Other key questions about the project remain unanswered, such as where the center should be built, how much space it should contain, and what businesses would use it.
Planning for the biomanufacturing center comes six months after a consultant hired by the SJRA submitted to the agency board a $205,000 study recommending development of such a facility. PharmaBioSource of Wayne, Pa., estimated that a biomanufacturing center would contain 25,000 square feet of space, and would cost up to $23 million to build new, or up to $16 million if an existing building were retrofitted, in addition to the $8 million it would cost to equip the facility.
The 31-page report said that while the West Coast has the highest concentration of biotech firms in the nation, only 16 contract manufacturing organizations in the region can produce the drugs those companies have developed in market quantities — a market gap on which the BioCenter could capitalize.
"The lack of CMO production capacity today in the Western region coupled with the lack of plans for future capacity in the region indicate that this local capacity shortage will continue," the report observes. "As a result, many Western companies are forced to use biological CMOs outside the Western region, mainly in the Eastern US and Europe."
For its report, PharmaBioSource said it interviewed 25 West Coast biotechnology companies, of which 10 occupy space at the San Jose BioCenter.

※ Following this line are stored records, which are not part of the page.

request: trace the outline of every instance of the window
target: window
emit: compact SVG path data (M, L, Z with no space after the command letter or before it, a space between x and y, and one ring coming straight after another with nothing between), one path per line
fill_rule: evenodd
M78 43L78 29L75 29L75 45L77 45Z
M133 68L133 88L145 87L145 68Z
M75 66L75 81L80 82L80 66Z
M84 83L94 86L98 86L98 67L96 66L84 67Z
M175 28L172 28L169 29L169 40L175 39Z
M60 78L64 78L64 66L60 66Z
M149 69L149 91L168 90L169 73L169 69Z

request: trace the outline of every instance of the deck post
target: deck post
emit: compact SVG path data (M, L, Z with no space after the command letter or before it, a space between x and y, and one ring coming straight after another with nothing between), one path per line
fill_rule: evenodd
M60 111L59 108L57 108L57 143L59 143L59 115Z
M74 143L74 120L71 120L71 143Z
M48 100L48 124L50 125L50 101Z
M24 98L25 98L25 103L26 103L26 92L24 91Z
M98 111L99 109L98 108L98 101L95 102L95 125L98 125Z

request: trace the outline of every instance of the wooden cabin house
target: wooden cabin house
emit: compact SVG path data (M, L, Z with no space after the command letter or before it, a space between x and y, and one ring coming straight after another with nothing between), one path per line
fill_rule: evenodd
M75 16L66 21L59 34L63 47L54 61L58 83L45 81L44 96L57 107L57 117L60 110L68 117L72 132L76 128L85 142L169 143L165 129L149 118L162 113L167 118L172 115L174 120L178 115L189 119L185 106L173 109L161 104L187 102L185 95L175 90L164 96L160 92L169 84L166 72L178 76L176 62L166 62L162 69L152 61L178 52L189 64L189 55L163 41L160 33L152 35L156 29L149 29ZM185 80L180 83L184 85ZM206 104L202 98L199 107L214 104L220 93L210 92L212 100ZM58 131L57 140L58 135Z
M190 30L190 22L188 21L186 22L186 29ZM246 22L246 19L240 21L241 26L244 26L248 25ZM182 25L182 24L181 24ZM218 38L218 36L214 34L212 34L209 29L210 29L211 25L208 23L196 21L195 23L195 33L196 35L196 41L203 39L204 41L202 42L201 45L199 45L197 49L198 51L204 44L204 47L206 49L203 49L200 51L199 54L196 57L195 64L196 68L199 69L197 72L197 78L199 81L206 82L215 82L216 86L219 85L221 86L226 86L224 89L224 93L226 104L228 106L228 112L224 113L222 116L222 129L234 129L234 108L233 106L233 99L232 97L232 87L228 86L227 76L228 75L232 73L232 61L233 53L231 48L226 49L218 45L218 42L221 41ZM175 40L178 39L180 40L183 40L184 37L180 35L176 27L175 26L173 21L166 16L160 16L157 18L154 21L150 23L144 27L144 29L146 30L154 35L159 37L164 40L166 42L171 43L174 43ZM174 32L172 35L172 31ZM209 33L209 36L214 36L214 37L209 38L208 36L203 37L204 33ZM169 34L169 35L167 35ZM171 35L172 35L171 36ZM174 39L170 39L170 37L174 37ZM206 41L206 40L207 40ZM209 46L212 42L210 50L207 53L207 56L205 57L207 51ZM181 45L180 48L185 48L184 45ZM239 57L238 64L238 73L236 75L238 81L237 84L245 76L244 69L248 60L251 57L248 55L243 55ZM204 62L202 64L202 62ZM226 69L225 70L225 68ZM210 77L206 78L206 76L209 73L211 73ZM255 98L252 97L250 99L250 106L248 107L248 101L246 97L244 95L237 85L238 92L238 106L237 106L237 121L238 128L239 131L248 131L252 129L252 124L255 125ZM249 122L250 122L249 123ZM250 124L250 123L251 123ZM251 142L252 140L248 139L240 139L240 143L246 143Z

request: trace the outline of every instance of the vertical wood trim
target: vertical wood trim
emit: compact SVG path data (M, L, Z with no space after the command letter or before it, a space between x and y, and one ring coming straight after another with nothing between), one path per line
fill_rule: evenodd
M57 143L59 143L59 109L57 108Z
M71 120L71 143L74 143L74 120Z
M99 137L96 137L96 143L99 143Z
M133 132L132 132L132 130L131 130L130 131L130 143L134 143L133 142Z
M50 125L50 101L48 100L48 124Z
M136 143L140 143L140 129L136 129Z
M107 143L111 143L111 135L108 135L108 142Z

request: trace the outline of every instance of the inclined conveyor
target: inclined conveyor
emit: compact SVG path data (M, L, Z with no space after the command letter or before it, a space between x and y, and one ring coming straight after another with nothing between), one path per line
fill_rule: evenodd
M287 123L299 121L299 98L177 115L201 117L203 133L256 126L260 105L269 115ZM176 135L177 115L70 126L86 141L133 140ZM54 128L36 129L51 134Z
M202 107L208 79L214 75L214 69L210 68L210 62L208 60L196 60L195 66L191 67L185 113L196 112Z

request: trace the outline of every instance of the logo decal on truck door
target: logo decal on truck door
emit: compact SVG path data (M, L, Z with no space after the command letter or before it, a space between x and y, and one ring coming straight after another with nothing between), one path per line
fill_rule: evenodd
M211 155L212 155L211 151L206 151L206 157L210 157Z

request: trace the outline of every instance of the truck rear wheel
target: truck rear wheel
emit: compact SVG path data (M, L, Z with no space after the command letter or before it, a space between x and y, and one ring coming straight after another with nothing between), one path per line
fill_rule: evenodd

While the companies interviewed prefer to outsource their manufacturing, "Western regional companies are generally dissatisfied with the availability of qualified CMOs that they can afford," the report said. "They are also frustrated at not having the choice of a local CMO that can provide the required range of services.
"Furthermore, as smaller firms, they do not receive the attention of most CMOs," the report added. "They are eager to have access to a local CMO that brings a strong track record and manufacturing experience to the Bay Area."
The report recommended that the biomanufacturing center and surrounding land be owned by a developer that leases the facility to a CMO partner that would own the equipment, employ staff, and oversee all manufacturing and regulatory operations — with no direct involvement by the SJRA. The center would be a cGMP facility capable of producing drugs for human clinical trials, using both mammalian cell culture and microbial fermentation manufacturing systems.
"Annual revenues are estimated at $11 million to $13 million, with 10 percent to 20 percent in profit margins. This facility option has the highest revenue and profit potential. As a result, this option would likely attract interest from the greatest number and types (e.g., large and mid-tier) of CMO partners," the report concluded.